Gaspar Correia, Lendas da Índia
(Referindo palavras do inimigo, sobre os portugueses durante o cerco de Diu, em 1538)
Faz no dia 8 de janeiro de 2025, 123 anos que Mouzinho de Albuquerque faleceu aos 46 anos de idade. Não tendo ele sido futebolista, baladeiro ou estrela rock progressista, tão pouco um politiqueiro vira-casacas e intriguista, dos que por aí abundam ou abundaram, não custa acreditar que a grande maioria dos portugueses não o conhece, nem sequer ouviu dele falar (seguramente aqueles com idades inferiores a 70 anos).

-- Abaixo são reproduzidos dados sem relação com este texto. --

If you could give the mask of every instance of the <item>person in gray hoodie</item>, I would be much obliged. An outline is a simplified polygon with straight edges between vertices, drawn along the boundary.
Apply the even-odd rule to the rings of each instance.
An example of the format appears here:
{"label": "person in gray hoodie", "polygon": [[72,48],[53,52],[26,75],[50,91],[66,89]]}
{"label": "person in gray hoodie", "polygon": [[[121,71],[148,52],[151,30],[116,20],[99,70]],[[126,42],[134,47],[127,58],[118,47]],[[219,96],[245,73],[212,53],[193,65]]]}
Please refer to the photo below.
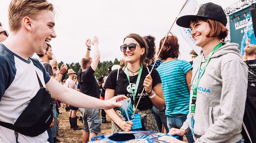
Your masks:
{"label": "person in gray hoodie", "polygon": [[[248,70],[238,45],[220,42],[228,34],[227,22],[221,7],[211,2],[177,20],[178,25],[190,29],[202,51],[193,65],[187,119],[169,134],[191,131],[196,143],[241,142]],[[183,142],[171,138],[166,142]]]}

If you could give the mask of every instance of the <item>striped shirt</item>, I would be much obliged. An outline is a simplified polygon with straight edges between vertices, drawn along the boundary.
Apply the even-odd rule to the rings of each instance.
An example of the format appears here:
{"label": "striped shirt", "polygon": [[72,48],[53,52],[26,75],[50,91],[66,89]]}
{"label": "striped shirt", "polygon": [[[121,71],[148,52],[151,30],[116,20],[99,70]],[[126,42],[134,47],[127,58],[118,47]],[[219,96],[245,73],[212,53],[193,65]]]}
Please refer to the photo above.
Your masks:
{"label": "striped shirt", "polygon": [[163,63],[156,69],[162,81],[166,115],[188,114],[190,94],[185,75],[192,68],[187,61],[176,59]]}

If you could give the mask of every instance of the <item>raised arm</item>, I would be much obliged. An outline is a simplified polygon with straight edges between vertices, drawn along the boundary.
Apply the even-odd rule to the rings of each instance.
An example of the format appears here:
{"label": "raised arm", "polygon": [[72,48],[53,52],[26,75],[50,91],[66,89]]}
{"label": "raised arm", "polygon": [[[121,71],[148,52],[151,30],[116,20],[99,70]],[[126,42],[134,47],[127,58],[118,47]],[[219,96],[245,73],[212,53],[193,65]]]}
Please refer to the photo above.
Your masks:
{"label": "raised arm", "polygon": [[91,39],[88,39],[86,40],[85,45],[87,46],[87,48],[86,49],[86,53],[85,53],[85,58],[89,57],[90,56],[90,52],[91,52],[91,45],[92,42]]}
{"label": "raised arm", "polygon": [[94,46],[95,51],[93,58],[92,59],[92,62],[91,64],[91,66],[92,67],[92,69],[95,71],[96,70],[97,66],[98,66],[98,63],[100,61],[100,58],[101,58],[99,47],[98,46],[98,38],[96,36],[94,36],[93,38],[93,41],[92,43],[92,44]]}
{"label": "raised arm", "polygon": [[[58,68],[56,67],[56,68]],[[58,82],[60,83],[61,81],[62,77],[63,76],[63,74],[64,74],[65,72],[66,72],[67,70],[68,67],[67,66],[67,65],[66,64],[64,64],[64,63],[62,64],[61,66],[60,67],[60,73],[58,74],[57,76],[56,76],[54,79]]]}
{"label": "raised arm", "polygon": [[121,106],[121,104],[116,102],[127,98],[121,96],[103,101],[67,88],[52,78],[45,85],[53,98],[78,108],[109,110]]}

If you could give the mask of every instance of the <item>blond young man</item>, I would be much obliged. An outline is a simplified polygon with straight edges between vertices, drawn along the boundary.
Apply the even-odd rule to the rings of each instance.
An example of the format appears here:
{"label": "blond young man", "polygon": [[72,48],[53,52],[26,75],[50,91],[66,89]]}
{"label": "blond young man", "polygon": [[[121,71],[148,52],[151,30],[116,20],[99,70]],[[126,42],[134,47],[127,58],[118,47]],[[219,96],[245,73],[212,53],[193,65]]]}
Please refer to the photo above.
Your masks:
{"label": "blond young man", "polygon": [[[108,110],[119,106],[119,96],[103,101],[66,88],[50,76],[32,52],[43,54],[56,38],[53,5],[46,0],[13,0],[9,9],[10,34],[0,43],[0,121],[13,124],[40,88],[36,73],[51,97],[72,105]],[[36,112],[35,109],[35,112]],[[47,142],[46,131],[32,137],[0,126],[4,143]]]}
{"label": "blond young man", "polygon": [[256,45],[247,45],[244,51],[247,56],[247,60],[245,62],[249,69],[247,95],[256,104]]}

Como ainda por cima se suicidou metendo uma bala na cabeça ("teve a coragem de se meter na sepultura quando começou a derrocada que conheceu, não poder sustar…", no dizer do General Gomes da Costa), em vez de ser por overdose, a sua morte não sugere encómios ou nem palavrosas lembranças dos opinadores de serviço, o principal dos quais passa umas horas semanais num modesto palácio, em Belém.
Nem a propaganda pela eutanásia salva o nosso Mouzinho!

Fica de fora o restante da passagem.